Recreating BatchNorm2d computation

I need a BatchNorm2d that I can freeze, so that subsequent calls all behave exactly the same as the previous, but so far this doesn’t work! I am really not sure why though. The computations need exact replication, otherwise it won’t work. Here is my code attempting to replicate the BatchNorm2d function, I tried to follow the official documentation:

import torch.nn as nn
_global_freeze_BN = False

def freeze_fct(freeze):
    global _global_freeze_BN
    _global_freeze_BN = freeze
    
def get_bn_freeze():
    global _global_freeze_BN
    return _global_freeze_BN

_global_log_BN = False

def log_bn_fct(log):
    global _global_log_BN
    _global_log_BN = log
    
class WrappedBatchnorm2d(nn.BatchNorm2d):
    def __init__(self, num_features, eps=1e-05, momentum=0.1, affine=True, track_running_stats=True, device=None, dtype=None):
        self.last_mean = None
        self.last_var = None
        super(WrappedBatchnorm2d, self).__init__(num_features, eps, momentum, affine, track_running_stats, device, dtype)
    
    def forward(self, input):
        if self.training and not _global_freeze_BN:
            if _global_log_BN:
                print("bn activated")
            self.last_mean = input.mean([0, 2, 3]).detach()
            self.last_var = input.var([0, 2, 3], unbiased=False).detach()
            return super(WrappedBatchnorm2d, self).forward(input)
            
        if _global_freeze_BN:
            if _global_log_BN:
                print("bn deactivated")
            #assert not self.training
            input = (input - self.last_mean[None, :, None, None]) / (torch.sqrt(self.last_var[None, :, None, None] + self.eps))
            if self.affine:
                input = input * self.weight[None, :, None, None] + self.bias[None, :, None, None]
            return input
        
        return super(WrappedBatchnorm2d, self).forward(input)

I test it via:

bn_test = WrappedBatchnorm2d(3, affine=False, eps=0.0)
data = torch.rand((10,3,24,24))
#data = torch.zeros((10,3,24,24))

freeze_fct(False)
assert not get_bn_freeze()
bn_outputs = bn_test(data)

freeze_fct(True)

print("BREAK")
assert get_bn_freeze()
bn_outputs_2 = bn_test(data)
assert torch.allclose(bn_outputs, bn_outputs_2)
# print(abs(loss2.item() - loss_val.item()))
# assert abs(loss2.item() - loss_val.item()) < 1e-6
# outputs2 = cifar_resnet_50_sgd_adapt_2(inputs)
# loss2 = criterion(outputs2, labels)
# print(abs(loss2.item() - loss_val.item()))
# assert abs(loss2.item() - loss_val.item()) < 1e-6
freeze_fct(False)
assert not get_bn_freeze()

It doesn’t work and I don’t know why. I think I followed the documentation in an exact way.
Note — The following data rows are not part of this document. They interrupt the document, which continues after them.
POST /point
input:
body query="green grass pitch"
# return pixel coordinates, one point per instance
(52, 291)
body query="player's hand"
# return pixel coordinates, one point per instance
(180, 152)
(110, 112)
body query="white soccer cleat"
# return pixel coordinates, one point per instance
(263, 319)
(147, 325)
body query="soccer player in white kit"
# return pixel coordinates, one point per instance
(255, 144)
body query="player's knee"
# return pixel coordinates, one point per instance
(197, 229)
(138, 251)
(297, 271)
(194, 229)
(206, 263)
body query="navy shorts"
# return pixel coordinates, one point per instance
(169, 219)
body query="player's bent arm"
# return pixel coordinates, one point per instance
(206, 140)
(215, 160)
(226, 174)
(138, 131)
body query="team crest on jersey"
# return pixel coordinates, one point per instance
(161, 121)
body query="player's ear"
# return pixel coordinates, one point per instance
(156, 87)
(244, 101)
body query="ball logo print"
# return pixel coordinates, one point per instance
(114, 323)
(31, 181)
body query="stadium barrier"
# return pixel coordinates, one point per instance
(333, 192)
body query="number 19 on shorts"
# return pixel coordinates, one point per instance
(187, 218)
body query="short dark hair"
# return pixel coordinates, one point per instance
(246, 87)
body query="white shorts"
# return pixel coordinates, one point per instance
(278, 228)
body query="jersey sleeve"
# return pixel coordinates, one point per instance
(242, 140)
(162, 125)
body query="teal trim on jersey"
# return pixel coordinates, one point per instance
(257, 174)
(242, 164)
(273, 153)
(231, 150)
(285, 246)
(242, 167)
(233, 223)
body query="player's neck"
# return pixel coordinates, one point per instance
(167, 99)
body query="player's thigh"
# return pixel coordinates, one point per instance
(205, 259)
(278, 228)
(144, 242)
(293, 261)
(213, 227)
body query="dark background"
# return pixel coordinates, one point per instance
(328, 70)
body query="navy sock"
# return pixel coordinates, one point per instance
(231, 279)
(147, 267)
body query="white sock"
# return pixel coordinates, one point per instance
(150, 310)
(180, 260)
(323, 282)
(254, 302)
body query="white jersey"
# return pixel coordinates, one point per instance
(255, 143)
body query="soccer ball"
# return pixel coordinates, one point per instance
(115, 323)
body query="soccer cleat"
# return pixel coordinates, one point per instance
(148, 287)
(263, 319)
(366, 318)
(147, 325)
I have an even simple problem:

bn_test = torch.nn.BatchNorm2d(3, affine=False, eps=0.0)
bn_test.train()
data = torch.rand((10,3,24,24))
data[:,1] = 2*data[:,1]
data[:,2] = 3*data[:,2]
data = data / torch.sqrt(data.var([0,2,3], unbiased=False)[np.newaxis,:,np.newaxis,np.newaxis])
out_ref = bn_test(data) #normalize var to one

one can see that the variance term is indeed one via bn_test.running_var, combined with our epsilon of zero we can ignore the denominator:

recon_add = data - out_ref
assert torch.allclose(data.mean([0,2,3]), recon_add[0,:,0,0])
assert torch.allclose(data.mean([0,2,3])[np.newaxis,:,np.newaxis,np.newaxis], recon_add)

(no problem here!)
but now: I get a small derivation here

assert torch.allclose(out_ref, (data - data.mean([0,2,3])[np.newaxis,:,np.newaxis,np.newaxis]))

why? this should definitely work! I don’t see any exact specification for the BN in pytorch. I wouldn’t except numerical to be relevant yet? And even if, this also doesn’t work:

assert torch.allclose(out_ref, (data - data.mean([0,2,3])[np.newaxis,:,np.newaxis,np.newaxis])/torch.sqrt(data.var([0,2,3], unbiased=False)[np.newaxis,:,np.newaxis,np.newaxis]))

when comparing the buffers, this works:

assert torch.allclose(0.1*data.mean([0,2,3]), bn_test.running_mean)

this not:

assert torch.allclose(0.9 + 0.1*data.var([0,2,3], unbiased=False), bn_test.running_var)

What exactly is going on?